1\. Ease of annotation and manipulation.

I can mark up text with physical writing implements much more easily than I
can with an annotation tool in some document viewer. Personally I find this
critical for absorbing material like technical papers and lecture notes.
Especially for mathematical notes.

The best electronic-display approximation to this would be a tablet that
doubles as a display, such as the Wacom Intuos. The iPad and Kindle are the
closest alternatives if it is not important to annotate text. Even then, big
sacrifices are made in manipulability.

Probably the best thing about paper is the fact that I can get one piece of
paper at much less cost than an iPad or Kindle. It's not just that you can do
some task on a _single sheet_ of paper better than you can on the iPad app
that tries to replicate that task. It's that the cost difference also applies
for N pieces of paper versus N iPads; there are tasks that operate on multiple
sheets of paper that are hard to do with the usual solutions that exist today
for this, which are window managers. Either window managers need to get a lot
better (I've used Windows + WinSplit, xmonad, Divvy and a few other attempts
at reigning in the horrible wm in OS X), or there needs to be better hardware
for doing so. Multitouch trackpads might be a good starting point.

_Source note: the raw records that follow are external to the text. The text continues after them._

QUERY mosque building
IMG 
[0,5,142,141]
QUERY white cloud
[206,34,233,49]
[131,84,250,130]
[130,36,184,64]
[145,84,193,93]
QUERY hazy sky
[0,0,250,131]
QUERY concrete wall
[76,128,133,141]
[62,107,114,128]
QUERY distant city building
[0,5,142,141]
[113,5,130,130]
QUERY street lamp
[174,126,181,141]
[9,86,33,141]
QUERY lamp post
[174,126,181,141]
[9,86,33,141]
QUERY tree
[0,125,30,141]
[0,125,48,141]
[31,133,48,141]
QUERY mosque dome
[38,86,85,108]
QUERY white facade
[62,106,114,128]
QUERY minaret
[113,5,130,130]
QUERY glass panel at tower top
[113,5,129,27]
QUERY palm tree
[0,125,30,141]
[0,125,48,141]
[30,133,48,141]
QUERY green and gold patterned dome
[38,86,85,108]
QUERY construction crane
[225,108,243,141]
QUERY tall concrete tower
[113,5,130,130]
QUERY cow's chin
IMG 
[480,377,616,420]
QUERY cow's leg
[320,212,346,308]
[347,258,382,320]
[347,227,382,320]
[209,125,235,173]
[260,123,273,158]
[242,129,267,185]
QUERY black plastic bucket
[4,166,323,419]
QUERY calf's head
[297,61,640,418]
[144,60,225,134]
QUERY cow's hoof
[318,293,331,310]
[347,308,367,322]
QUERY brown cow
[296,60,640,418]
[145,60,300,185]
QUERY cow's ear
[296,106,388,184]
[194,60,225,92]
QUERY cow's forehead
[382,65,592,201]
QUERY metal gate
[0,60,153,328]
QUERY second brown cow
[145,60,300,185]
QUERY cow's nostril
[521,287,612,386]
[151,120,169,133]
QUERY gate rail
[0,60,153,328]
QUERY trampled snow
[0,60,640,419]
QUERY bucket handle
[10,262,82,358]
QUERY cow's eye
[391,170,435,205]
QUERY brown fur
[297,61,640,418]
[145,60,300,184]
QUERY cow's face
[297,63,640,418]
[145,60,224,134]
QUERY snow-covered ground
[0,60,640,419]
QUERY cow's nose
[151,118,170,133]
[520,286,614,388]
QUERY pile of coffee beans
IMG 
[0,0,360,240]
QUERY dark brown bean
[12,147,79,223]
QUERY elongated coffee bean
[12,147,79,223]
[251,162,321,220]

2\. How it interacts with ambient light.

I find that reading text on paper is much easier on the eyes than reading an
electronic imitation of it. This is because of how unreadable electronic text
is in comparison:

a. Content creators tend toward black text on white backgrounds. This is much
higher contrast than you get with black text/white background for paper. The
readability of the content is worse the higher the contrast ratio of your
display.

b. The rest tend toward a variation of white text on black backgrounds. That
is almost as bad.

c. Monitor settings. The monitor's brightness needs to be appropriate for both
the amount of ambient light and the content being displayed in particular.
There are solutions like Apple's laptop LCD displays that depend on ambient
light, but in general the monitor setting is more often the wrong setting than
the right one because of (a, b) content being used together frequently + the
hassle of adjusting the brightness and ignorance of 'correct' brightness
settings in general.

This is where I think there might be an electronic solution; for instance, how
about a PDF viewer or display driver hook that remaps the colors of the
documents to something more bearable? You can sidestep (a, b) and somewhat
mitigate (c) if you say, assume that everyone is using the highest (or
default, or as a customizable) setting on their monitors. You already see this
with just about every fancy vim/textmate color scheme, and more relevantly,
the Inverse scheme of the Readability bookmarklet.